The Upside of Access
With great connectivity comes great responsibility. It’s not something said to Peter Parker, but it is akin to having superpowers when the ability to access a client’s AV tech stack is a mere mobile app or browser login away. Of course, the service and support aspects for aiding clients anytime and anywhere is a smart profit center for savvy AV vendors, but the real opportunity comes in the proactive maintenance and preemptive troubleshooting that can largely be automated with ease. Back when venues like network operation centers were one of the few 24/7 99.99999% up-time AV installations, the costs were sky-high. Now that same level of up-time is possible through automated checks and maintenance logs that are generated and sent well ahead of failure.
Commercial clients can now expect high uptime as nearly a standard offering. Yet with machine learning, the opportunities extend well beyond break/fix and preventative maintenance. It’s now possible to understand utilization patterns and create a trend analysis to not only provide prescient service but also create new sales opportunities for upgrades and replacements well in advance of failure or obsolescence.
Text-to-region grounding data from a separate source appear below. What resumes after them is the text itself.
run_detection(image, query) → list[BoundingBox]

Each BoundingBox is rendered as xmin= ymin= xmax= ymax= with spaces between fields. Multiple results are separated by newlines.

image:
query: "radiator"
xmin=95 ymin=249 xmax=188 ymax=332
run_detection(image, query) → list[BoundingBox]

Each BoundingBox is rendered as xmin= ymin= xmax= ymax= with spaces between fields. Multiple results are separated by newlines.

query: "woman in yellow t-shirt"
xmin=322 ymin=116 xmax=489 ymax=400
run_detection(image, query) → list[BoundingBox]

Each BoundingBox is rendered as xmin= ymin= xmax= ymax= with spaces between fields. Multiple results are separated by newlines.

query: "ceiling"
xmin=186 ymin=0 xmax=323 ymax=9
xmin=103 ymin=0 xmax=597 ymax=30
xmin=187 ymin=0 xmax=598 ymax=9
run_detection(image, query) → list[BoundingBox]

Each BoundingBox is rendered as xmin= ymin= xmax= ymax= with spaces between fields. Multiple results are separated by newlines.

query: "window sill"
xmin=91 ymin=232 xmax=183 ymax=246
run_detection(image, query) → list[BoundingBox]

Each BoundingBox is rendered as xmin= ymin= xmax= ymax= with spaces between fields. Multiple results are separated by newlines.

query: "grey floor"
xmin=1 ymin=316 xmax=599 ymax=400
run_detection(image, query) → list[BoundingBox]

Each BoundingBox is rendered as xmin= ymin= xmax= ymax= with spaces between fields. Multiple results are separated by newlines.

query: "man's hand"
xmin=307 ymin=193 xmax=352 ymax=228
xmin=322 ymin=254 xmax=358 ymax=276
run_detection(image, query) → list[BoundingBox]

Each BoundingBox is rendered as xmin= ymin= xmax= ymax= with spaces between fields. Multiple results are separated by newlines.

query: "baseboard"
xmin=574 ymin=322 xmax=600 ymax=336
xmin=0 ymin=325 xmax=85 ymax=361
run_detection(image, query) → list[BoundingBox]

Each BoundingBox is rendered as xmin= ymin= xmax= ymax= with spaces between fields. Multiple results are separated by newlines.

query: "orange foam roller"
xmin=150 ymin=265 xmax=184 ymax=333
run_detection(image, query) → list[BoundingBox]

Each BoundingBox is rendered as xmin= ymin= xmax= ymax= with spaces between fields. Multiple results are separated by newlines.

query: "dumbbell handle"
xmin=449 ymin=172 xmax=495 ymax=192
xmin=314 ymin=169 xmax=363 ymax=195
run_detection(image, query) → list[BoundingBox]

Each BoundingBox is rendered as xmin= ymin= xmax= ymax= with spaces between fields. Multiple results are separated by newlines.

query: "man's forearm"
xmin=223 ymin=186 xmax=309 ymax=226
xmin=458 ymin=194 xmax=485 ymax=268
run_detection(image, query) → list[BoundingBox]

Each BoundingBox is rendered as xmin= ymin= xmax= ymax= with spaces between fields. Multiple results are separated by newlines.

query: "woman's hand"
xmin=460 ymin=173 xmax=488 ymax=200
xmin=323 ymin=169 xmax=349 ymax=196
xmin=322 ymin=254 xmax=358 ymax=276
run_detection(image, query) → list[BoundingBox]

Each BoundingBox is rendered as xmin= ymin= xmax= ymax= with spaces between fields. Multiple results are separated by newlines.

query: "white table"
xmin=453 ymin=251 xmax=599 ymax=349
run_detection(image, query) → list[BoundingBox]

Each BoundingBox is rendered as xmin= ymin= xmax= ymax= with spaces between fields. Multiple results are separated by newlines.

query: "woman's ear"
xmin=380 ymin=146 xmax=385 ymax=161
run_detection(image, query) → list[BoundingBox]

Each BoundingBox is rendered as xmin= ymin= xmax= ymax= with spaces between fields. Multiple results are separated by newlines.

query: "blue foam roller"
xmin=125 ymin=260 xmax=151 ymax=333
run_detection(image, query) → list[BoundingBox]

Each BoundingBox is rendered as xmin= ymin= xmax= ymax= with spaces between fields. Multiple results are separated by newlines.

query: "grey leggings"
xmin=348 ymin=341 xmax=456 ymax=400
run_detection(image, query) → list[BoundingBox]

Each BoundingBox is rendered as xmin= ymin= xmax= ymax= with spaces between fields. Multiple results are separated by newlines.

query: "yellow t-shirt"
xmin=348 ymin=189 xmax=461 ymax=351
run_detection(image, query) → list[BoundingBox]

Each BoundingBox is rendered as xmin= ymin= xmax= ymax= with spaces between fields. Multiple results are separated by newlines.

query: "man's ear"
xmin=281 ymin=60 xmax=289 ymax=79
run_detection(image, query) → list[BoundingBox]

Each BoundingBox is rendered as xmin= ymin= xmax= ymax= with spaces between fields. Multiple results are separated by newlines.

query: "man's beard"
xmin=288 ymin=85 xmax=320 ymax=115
How many vendors reading this could easily pull a prioritized, date-matched report showing the full inventory of AV gear in any/every client and know to generate automated notifications to sales about any replacements and updates to nearly outdated technology that was installed years ago? Likely the answer is “not many.”
The Cons of Knowing So Much
While the upsides are plenty, there some clear issues to consider. Chief among these is privacy and security, which go hand-in-hand for most situations described herein. There’s a line between proactive maintenance and concerns about jacking into a client’s network to access their AV technology.
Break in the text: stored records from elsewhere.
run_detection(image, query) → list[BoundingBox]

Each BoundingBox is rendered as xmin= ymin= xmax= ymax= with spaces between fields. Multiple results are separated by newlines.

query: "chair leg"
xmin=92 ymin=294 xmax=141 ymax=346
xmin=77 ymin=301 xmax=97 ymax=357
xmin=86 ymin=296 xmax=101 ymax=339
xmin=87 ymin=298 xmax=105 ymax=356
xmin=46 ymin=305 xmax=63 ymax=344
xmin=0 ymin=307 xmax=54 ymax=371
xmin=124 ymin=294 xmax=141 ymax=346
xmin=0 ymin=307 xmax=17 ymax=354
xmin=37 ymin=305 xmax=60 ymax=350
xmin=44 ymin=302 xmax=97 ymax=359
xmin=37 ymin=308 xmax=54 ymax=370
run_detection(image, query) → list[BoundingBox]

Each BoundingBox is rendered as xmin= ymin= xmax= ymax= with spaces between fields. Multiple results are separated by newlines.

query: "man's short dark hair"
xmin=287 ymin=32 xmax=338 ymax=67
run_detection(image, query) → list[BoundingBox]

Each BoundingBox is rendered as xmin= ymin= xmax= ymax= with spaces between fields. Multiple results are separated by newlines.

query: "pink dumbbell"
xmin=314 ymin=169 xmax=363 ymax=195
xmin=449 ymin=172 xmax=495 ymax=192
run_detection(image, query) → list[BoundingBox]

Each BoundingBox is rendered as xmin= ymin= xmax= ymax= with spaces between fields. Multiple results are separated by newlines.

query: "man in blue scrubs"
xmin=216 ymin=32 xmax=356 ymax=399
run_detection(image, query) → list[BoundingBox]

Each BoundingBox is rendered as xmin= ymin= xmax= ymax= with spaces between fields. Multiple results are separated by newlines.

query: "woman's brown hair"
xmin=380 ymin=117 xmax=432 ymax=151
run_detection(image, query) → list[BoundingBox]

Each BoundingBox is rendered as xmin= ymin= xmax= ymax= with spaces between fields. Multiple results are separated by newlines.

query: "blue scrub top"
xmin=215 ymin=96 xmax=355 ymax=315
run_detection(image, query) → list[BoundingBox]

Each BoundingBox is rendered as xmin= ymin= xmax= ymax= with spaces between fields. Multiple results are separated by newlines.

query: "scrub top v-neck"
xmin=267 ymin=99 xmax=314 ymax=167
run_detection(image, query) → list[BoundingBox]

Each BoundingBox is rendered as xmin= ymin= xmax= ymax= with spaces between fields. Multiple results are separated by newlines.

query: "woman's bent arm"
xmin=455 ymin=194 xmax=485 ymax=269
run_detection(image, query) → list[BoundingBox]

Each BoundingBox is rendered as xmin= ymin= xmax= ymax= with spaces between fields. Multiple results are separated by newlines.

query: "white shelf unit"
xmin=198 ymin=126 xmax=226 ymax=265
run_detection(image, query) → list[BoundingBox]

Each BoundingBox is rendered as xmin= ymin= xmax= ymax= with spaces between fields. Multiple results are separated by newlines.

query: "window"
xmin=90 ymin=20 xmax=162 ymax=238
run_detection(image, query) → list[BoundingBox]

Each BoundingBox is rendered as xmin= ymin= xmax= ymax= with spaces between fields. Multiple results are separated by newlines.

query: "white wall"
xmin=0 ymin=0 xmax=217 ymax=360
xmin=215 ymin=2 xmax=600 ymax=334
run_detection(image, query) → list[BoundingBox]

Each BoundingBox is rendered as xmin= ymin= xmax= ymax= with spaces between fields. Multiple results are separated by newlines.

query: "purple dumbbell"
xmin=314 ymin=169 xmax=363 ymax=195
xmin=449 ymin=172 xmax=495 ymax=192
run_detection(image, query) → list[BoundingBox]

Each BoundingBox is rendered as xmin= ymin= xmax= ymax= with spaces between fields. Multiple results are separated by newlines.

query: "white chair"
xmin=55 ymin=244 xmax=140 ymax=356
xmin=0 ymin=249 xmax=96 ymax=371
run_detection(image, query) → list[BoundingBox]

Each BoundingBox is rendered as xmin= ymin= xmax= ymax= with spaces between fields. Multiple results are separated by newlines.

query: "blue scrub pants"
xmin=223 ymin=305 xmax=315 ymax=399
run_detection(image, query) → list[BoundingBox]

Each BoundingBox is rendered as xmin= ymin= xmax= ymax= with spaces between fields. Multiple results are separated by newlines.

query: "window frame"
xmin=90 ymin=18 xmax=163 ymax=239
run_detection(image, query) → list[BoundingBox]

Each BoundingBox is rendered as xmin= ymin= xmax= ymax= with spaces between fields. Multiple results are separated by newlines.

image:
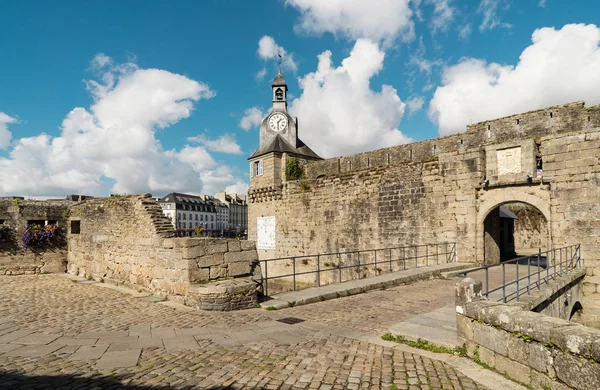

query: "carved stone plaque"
xmin=257 ymin=216 xmax=276 ymax=250
xmin=497 ymin=147 xmax=521 ymax=175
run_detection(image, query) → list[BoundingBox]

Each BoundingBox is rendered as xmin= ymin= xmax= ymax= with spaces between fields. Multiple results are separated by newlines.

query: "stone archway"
xmin=476 ymin=188 xmax=552 ymax=265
And though sales and marketing will be swooning to get their hands on this kind of client intel, it isn’t hard to imagine how clients might respond negatively to big-brother-ish “so, we noticed your gear needs updating” messaging used without both permission and context. If people are already weird about how retargeting works with marketing today (search for a product only to find it popping up everywhere else you go online), knowing about their AV investment also needs a conversation to establish permission and the client’s level of comfort with vendors tapping into their systems unannounced.
An easy step is to begin including specific verbiage in the sales contracts to have the client approve this kind of proactive support. With their early blessing, it’s both a value-add and sets the expectation that access to their AV systems is possible for their benefit.
Information and Power
The axiom that information leads to knowledge and that knowledge is power rings true in the context of access and availability to client systems and the associated data. The greater the access, the greater the amount of data that can be pulled from a client’s AV system, the greater the risk and potential liability.
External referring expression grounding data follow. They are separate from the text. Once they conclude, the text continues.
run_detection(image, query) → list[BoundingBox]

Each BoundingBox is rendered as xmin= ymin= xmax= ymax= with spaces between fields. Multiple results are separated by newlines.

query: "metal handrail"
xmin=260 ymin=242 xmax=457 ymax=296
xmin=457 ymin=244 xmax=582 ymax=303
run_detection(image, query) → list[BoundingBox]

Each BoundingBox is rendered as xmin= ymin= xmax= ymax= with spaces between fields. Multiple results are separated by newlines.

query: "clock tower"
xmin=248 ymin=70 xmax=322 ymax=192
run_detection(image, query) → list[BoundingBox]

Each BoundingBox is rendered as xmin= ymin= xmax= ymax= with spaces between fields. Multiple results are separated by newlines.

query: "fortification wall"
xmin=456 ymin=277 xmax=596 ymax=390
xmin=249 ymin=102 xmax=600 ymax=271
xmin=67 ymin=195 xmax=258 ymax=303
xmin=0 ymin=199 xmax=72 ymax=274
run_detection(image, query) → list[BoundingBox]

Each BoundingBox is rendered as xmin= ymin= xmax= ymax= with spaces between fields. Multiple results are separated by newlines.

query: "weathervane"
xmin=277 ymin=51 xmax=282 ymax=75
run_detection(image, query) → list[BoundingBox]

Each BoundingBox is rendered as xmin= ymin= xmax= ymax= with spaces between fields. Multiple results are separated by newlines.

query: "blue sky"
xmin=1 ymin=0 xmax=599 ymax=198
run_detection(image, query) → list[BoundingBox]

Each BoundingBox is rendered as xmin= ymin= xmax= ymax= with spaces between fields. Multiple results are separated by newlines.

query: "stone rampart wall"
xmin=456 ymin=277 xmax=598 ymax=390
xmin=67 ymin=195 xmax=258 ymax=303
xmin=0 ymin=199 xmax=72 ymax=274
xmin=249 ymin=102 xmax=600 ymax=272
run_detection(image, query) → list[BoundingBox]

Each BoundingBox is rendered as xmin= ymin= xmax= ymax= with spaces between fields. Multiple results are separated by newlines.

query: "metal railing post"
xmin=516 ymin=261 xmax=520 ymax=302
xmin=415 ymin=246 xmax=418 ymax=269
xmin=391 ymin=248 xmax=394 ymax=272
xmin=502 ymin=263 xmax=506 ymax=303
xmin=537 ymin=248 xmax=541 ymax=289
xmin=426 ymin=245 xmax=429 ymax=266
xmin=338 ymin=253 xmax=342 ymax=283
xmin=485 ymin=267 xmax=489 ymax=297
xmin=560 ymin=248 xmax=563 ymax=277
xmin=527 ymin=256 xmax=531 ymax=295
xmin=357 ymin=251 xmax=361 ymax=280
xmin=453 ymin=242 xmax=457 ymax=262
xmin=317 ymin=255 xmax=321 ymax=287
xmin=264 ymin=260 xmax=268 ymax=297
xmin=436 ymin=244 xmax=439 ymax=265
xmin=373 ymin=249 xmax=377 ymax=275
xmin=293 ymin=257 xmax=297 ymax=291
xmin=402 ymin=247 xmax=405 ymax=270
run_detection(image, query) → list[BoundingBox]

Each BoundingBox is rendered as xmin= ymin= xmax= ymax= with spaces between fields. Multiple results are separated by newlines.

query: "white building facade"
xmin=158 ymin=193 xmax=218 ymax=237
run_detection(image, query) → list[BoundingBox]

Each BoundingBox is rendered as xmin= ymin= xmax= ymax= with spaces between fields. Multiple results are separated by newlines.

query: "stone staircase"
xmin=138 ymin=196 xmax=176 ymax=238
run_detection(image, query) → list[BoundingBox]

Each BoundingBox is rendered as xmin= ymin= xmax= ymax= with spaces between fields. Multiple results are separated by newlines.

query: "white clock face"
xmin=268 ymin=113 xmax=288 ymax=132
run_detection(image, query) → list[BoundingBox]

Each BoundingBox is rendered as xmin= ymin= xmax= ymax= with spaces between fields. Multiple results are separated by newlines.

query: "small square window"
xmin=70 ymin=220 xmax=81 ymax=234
The opportunity for the AV industry to get ahead of this and provide some guidance and governance around this would be wise. In the interim, vendors will continue to take the chance to both connect to these devices and capture useful information for providing next-level service and support. It’s just a matter of time before they’re mining client systems for new Sales leads, and while that’s not a bad thing, it could be unwelcome by a significant number of clients.
AI or machine learning? While it’s more than semantics from a technology standpoint, that point is moot when it comes to leveraging the data to make informed decisions. The question is: by whom?